1. To push or drive with force; as, to thrust any thing with the hand or foot, or with an instrument.

Neither shall one thrust another. Joel 2:8. John 20:25.

2. To drive; to force; to impel.

To thrust away or from, to push away; to reject. Acts 7:27.

To thrust in, to push or drive in.

THRUST in thy sickle and reap. Revelation 14:15.

To thrust on, to impel; to urge.

To thrust off, to push away.

To thrust through, to pierce; to stab. Numbers 25:8. 2 Samuel 18:14.

To thrust out, to drive out or away; to expel. Exodus 12:39.

To thrust one's self, to obtrude; to intrude; to enter where one is not invited or not welcome.
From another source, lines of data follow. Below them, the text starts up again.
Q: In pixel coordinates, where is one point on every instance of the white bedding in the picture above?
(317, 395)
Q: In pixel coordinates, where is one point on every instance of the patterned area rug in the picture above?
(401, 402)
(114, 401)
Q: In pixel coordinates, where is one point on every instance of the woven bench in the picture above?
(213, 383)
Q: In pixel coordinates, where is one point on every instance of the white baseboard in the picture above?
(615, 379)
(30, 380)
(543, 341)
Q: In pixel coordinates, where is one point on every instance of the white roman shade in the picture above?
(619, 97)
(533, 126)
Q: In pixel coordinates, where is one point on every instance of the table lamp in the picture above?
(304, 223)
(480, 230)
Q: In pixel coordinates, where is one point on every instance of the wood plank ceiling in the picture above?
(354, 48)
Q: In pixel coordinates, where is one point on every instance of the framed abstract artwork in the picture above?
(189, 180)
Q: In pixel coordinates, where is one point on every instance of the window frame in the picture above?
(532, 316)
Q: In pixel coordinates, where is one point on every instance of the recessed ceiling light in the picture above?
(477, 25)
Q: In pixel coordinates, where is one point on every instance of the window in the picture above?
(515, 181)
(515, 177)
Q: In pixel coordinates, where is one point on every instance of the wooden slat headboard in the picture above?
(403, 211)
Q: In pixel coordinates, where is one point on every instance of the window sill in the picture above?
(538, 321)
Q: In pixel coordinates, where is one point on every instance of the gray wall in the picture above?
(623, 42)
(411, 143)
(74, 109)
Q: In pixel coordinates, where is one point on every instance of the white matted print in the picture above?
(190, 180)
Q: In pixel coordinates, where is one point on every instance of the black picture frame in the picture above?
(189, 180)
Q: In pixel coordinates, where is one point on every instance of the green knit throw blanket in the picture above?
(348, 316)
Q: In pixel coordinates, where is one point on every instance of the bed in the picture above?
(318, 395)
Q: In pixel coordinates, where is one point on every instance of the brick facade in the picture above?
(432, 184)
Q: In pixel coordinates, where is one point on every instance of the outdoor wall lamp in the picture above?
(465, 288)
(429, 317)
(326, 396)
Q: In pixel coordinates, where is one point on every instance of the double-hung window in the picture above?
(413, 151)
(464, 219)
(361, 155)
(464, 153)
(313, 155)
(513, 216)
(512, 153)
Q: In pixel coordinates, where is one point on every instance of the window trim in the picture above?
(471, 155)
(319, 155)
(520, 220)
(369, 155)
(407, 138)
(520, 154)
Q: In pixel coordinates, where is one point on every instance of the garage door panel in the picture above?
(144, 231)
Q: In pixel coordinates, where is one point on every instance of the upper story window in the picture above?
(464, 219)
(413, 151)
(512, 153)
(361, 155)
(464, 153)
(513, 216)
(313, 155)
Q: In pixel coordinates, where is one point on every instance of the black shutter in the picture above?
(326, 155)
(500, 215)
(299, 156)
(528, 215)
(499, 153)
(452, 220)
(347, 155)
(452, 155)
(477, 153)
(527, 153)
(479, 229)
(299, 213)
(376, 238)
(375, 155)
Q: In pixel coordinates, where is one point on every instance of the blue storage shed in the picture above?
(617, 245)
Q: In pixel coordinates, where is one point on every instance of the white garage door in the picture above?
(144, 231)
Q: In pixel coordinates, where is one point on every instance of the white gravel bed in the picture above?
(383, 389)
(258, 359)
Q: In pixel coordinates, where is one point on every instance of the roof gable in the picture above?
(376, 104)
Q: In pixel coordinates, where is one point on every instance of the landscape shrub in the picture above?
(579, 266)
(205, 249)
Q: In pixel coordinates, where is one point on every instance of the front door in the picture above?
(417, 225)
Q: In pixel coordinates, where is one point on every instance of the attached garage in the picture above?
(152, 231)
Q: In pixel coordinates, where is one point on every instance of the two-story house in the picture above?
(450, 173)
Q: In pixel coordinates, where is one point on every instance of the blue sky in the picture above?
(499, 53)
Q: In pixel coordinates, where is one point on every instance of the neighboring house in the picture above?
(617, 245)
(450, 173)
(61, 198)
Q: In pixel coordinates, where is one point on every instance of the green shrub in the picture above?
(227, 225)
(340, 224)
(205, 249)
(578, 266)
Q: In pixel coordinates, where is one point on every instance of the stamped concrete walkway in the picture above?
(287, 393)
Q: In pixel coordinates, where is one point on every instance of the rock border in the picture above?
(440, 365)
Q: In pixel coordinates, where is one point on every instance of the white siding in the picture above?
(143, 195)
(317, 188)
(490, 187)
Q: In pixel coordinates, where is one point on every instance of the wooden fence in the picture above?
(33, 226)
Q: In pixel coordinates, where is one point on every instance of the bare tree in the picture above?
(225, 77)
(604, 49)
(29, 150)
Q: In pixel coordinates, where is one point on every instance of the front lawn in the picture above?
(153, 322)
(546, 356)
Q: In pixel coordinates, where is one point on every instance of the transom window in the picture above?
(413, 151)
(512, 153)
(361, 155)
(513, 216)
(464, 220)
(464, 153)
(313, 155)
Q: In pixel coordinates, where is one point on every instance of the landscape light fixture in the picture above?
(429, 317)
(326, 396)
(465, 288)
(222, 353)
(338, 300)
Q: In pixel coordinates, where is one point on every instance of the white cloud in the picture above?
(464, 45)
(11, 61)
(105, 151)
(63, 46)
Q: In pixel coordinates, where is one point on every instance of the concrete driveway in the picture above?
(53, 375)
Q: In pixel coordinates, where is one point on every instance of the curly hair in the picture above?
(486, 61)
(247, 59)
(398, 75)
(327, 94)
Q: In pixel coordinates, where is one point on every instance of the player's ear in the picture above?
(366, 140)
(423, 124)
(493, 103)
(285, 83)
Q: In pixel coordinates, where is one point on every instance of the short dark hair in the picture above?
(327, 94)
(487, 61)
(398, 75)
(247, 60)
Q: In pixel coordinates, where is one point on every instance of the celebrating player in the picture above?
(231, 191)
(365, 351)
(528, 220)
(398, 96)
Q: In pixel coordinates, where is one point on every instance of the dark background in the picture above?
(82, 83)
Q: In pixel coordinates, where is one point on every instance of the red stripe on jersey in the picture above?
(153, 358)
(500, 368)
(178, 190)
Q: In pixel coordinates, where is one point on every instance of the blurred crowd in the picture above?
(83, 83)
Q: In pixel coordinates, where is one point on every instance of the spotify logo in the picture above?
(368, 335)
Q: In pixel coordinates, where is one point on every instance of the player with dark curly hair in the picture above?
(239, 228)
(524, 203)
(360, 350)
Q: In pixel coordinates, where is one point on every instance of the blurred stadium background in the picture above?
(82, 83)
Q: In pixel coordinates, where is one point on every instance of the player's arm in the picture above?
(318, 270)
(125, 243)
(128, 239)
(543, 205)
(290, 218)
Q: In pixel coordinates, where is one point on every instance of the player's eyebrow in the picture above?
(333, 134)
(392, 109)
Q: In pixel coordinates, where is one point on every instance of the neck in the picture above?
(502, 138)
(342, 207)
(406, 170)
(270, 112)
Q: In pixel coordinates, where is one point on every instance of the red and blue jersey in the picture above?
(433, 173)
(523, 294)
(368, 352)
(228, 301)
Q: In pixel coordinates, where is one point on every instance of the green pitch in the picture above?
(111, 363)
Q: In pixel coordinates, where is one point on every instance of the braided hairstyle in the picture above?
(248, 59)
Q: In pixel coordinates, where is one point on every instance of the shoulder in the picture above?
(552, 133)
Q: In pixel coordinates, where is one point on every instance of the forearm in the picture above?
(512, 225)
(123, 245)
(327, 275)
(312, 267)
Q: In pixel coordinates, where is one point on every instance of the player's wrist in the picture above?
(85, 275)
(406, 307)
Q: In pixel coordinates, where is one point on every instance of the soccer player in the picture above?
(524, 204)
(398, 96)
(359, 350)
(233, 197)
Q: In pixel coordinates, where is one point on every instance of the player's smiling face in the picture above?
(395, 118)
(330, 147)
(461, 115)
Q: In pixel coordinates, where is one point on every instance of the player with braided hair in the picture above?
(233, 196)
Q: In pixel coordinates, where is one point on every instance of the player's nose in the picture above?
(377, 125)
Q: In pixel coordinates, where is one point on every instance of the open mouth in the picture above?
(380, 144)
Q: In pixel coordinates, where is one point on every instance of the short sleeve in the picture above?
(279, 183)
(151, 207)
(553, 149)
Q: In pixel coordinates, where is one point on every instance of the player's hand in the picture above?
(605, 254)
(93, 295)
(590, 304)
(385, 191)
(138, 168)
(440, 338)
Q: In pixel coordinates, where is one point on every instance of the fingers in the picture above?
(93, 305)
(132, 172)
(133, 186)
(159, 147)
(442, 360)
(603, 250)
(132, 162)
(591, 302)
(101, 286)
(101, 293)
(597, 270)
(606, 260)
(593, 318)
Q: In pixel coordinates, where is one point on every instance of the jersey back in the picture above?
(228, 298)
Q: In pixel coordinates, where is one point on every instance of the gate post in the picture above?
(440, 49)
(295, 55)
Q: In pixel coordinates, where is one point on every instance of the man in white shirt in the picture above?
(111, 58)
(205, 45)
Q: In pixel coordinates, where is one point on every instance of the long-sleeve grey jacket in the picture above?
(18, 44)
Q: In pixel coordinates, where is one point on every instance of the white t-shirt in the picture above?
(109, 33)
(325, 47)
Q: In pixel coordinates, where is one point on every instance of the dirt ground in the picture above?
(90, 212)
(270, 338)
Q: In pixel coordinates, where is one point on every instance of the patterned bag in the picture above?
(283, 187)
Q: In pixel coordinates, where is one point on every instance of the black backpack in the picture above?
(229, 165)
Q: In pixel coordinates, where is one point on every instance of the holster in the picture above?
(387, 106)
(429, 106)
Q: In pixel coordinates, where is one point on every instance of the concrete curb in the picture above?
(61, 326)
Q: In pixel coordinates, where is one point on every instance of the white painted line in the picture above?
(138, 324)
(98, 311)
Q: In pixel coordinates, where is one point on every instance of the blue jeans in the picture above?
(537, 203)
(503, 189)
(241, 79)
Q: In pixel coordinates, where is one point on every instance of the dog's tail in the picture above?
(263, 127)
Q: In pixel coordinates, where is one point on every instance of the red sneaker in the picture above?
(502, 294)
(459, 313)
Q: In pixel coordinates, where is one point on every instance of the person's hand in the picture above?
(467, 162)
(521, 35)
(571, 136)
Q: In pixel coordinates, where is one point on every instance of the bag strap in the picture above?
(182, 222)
To thrust together, to compress.

THRUST, verb intransitive To make a push; to attack with a pointed weapon; as, a fencer thrusts at his antagonist.

1. To enter by pushing; to squeeze in.

And thrust between my father and the god.

2. To intrude.

3. To push forward; to come with force; to press on.

Young, old, thrust there

In mighty concourse.

THRUST, noun A violent push or driving, as with a pointed weapon, or with the hand or foot, or with any instrument; a word much used in fencing.

Polites Pyrrhus with his lance pursues,

And often reaches, and his thrusts renews.

1. Attack; assault.

There is one thrust at your pure, pretended mechanism.

[Note. Push and shove do not exactly express the sense of thrust The two former imply the application of force by one body already in contact with the body to be impelled. thrust on the contrary, often implies the impulse or application of force by a moving body, a body in motion before it reaches the body to be impelled. This distinction does not extend to every case.]